Más allá del bendito pecado de querer abarcarlo todo, una de las mayores virtudes de la película es la actuación de Miguel Angel Solá, un auténtico regalo. El argentino es capaz de transformarse en un nonagenario poliédrico. A veces es un galán, a veces un terco, un sabio o un resentido. Mil y un matices para un personaje que no hacen más que dotar de profundidad y presencia artística a la película de Pablo Solarz. El trabajo actoral de Solá queda perfectamente retratado en los últimos segundos de la película, en los que tan solo con una mirada podemos entender años de sufrimiento, años de duda, vergüenza y sentimientos encontrados. Un fotograma y unos ojos vidriosos que bien valen por una vida entera.

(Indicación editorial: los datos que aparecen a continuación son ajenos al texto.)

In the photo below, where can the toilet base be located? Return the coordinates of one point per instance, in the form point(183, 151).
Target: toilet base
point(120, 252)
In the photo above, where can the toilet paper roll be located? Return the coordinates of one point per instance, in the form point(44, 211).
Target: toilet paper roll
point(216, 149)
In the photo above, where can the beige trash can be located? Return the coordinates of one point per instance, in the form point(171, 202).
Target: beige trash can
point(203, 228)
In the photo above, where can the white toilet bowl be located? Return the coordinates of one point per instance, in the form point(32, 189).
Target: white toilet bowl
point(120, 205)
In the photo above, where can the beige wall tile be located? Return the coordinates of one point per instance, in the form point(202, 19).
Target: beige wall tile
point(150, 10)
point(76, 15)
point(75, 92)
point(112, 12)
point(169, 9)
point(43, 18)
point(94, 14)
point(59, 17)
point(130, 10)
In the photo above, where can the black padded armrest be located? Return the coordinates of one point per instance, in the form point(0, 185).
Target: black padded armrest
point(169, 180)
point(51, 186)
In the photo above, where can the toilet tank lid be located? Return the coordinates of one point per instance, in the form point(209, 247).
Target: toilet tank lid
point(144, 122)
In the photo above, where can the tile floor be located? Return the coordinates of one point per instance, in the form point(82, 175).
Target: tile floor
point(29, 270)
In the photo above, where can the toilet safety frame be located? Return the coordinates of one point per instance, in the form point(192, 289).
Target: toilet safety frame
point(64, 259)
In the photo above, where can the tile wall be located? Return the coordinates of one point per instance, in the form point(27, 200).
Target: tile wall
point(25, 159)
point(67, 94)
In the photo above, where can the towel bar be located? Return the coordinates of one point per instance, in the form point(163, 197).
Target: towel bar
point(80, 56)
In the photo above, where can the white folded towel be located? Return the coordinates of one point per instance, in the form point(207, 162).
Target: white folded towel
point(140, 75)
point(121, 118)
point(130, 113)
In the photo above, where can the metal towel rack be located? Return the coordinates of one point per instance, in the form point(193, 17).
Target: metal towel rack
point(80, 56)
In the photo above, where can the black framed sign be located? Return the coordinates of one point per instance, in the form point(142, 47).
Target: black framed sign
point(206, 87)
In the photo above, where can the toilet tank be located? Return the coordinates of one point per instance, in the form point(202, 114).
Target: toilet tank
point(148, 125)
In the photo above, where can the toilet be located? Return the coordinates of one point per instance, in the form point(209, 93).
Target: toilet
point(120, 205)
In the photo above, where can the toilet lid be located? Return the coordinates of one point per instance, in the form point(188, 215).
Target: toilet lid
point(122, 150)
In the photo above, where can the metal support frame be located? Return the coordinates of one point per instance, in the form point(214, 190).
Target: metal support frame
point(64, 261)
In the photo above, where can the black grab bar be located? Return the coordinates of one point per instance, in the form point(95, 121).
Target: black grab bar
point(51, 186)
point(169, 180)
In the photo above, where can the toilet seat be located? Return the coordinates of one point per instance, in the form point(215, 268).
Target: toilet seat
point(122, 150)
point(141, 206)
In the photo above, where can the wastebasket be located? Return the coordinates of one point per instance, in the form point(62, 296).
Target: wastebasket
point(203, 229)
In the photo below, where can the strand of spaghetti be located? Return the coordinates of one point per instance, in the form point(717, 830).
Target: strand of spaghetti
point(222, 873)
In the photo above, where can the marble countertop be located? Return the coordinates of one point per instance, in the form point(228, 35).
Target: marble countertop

La absorción dramática de Solá en El último traje es tan grande que hace que el resto de los personajes se desvanezcan. Y ahí es donde el director aprovecha para usar ciertos convencionalismos que no acaban de concretarse. Natalia Verbeke nos regala unos minutos en pantalla, compartiendo carga argumental con el protagonista, que bien podrían haberse alargado o haber ahondado en ellos. Tampoco nos queda muy clara la aparición de la enfermera del final o por qué está ahí. Quizás esto es intencionado, como si fuéramos testigos de una verdadera epopeya homérica, en la que el héroe se encuentra con ayudas y males que no parecen responder a ninguna lógica, solo son desafíos que enriquecen o hacen más complicado su viaje.

Siempre se les atribuye a los hermanos Cohen aquella frase: “Hay tres tipos de película: chico conoce chica, Odisea y… de la otra no me acuerdo”. El último traje es una odisea, con un héroe tan entrañable como resentido y un camino tan espectacular como doloroso de recordar. No esperen vanguardia, pero regocíjense en uno de los mejores y más recientes ejercicios de costumbrismo de esta disciplina. Pocos se acuerdan de si Homero llegó a Ítaca, pero todos se acuerdan de las sirenas.

LO MEJOR:

  • Miguel Angel Solá. Bien vale una entrada de cine. O varias. O todas.
  • Las localizaciones. De Buenos Aires a Lodz (Polonia).
  • Un guion sin aspavientos. Hay una historia que contar y el director se centra en eso.

LO PEOR:

  • El mensaje de cierre de heridas puede malinterpretarse.
  • La falta de desarrollo y profundidad de los personajes femeninos.